Party on my porch: how I thawed my turkey

Much has been written about how to properly defrost a turkey for the Thanksgiving food orgy. Sure, some buy fresh birds – I did a couple of times in the 1990s and decided it wasn’t worth it — or cook directly from frozen (which actually works, thanks, Pete), but U.S. government advice is to defrost the turkey, in the fridge, in cold water, or in the microwave.

I don’t like any of those options.

I purchased a 15-pound a Jennie-O frozen turkey on Saturday, Nov. 20, 2010, at 6 p.m. from Dillons in Manhattan (that’s in Kansas). At $0.68 a pound, it was a protein centerpiece bargain.

According to the U.S. Department of Agriculture, a 15-pound bird should take 36-48 hours to defrost in the refrigerator, or 6-8 hours in cold water in the sink. The later is a potential cross-contamination nightmare so no water is going near my bird. And I don’t have room in the fridge.

Instead I left the bird in its plastic wrapper and put it directly into the roasting pan, with a lid. It was so frozen and so solid, I left the bird at room temperature – about 66 F – overnight for 13 hours. It was still frozen in the morning.

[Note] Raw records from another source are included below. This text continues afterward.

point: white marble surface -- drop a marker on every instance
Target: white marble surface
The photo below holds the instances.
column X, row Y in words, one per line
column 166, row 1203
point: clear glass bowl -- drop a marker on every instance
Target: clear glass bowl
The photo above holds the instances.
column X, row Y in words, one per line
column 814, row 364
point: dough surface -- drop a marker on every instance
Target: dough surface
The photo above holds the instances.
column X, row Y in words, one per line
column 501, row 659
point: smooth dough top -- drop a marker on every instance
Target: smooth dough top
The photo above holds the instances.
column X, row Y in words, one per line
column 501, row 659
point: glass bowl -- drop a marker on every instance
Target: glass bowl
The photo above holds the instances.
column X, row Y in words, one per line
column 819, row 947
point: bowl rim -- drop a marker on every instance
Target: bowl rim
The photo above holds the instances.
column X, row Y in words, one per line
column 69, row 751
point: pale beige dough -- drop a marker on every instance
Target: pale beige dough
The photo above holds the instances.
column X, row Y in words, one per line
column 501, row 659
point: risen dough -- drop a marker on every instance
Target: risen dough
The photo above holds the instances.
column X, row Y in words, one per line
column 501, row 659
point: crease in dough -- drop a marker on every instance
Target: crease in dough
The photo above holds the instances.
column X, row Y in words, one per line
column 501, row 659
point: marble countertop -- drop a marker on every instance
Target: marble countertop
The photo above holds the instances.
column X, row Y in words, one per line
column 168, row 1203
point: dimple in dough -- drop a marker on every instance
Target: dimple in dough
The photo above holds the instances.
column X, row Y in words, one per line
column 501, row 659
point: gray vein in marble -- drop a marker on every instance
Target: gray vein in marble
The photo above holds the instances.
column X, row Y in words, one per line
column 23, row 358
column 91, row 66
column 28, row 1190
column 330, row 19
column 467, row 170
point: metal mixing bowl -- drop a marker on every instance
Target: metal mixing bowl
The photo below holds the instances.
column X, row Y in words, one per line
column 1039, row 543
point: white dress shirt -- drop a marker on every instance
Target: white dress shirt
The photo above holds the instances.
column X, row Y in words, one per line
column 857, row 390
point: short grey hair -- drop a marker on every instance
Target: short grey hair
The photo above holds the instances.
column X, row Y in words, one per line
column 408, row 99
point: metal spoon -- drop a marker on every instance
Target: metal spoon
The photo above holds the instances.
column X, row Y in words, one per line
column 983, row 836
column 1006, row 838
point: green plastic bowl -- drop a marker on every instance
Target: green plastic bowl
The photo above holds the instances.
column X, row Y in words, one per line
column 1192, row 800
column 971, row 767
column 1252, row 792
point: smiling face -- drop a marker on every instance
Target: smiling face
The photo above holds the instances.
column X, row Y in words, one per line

On Nov. 21, at 8 p.m., I placed the bird in the covered roasting pan on front porch overnight where the ambient temp varied from 45F – 30F. On Nov. 22 at 8 a.m., 36 hours after purchasing the frozen bird, with an ambient temp 38F, the surface of the bird was 35F and the interior 29 F.

This is not for food service, this is for the home cook. And while I was initially concerned about cats and ‘coons, neither had penetrated the lid on the roasting pan.

On Nov. 23 at 8 a.m., the surface of the bird was 35 F and the interior, 29 F.

Same thing this morning, Nov. 24, 2010, at 8 a.m. I’ll probably leave it on the porch another night, and then bring the bird inside first thing Thursday morning so it starts to warm up and the center actually thaws.

Depending on where you live, a garage can work equally well for a long, slow thaw.

Pete Snyder at the Hospitality Institute of Technology and Management in St. Paul, Minnesota, has a summary available demonstrating the safety of thawing poultry at room temperature at http://www.hi-tm.com/Documents/Thaw-counter.html.??

My group wrote a review note on the topic a few years ago, and it is included in its entirety at http://barfblog.foodsafety.ksu.edu/2007/10/articles/food-safety-communication/how-to-thaw-poultry-ignore-government/??.

And however the bird is thawed (or not) verify the temperature using a tip-sensitive digital thermometer and cool the leftovers within two hours.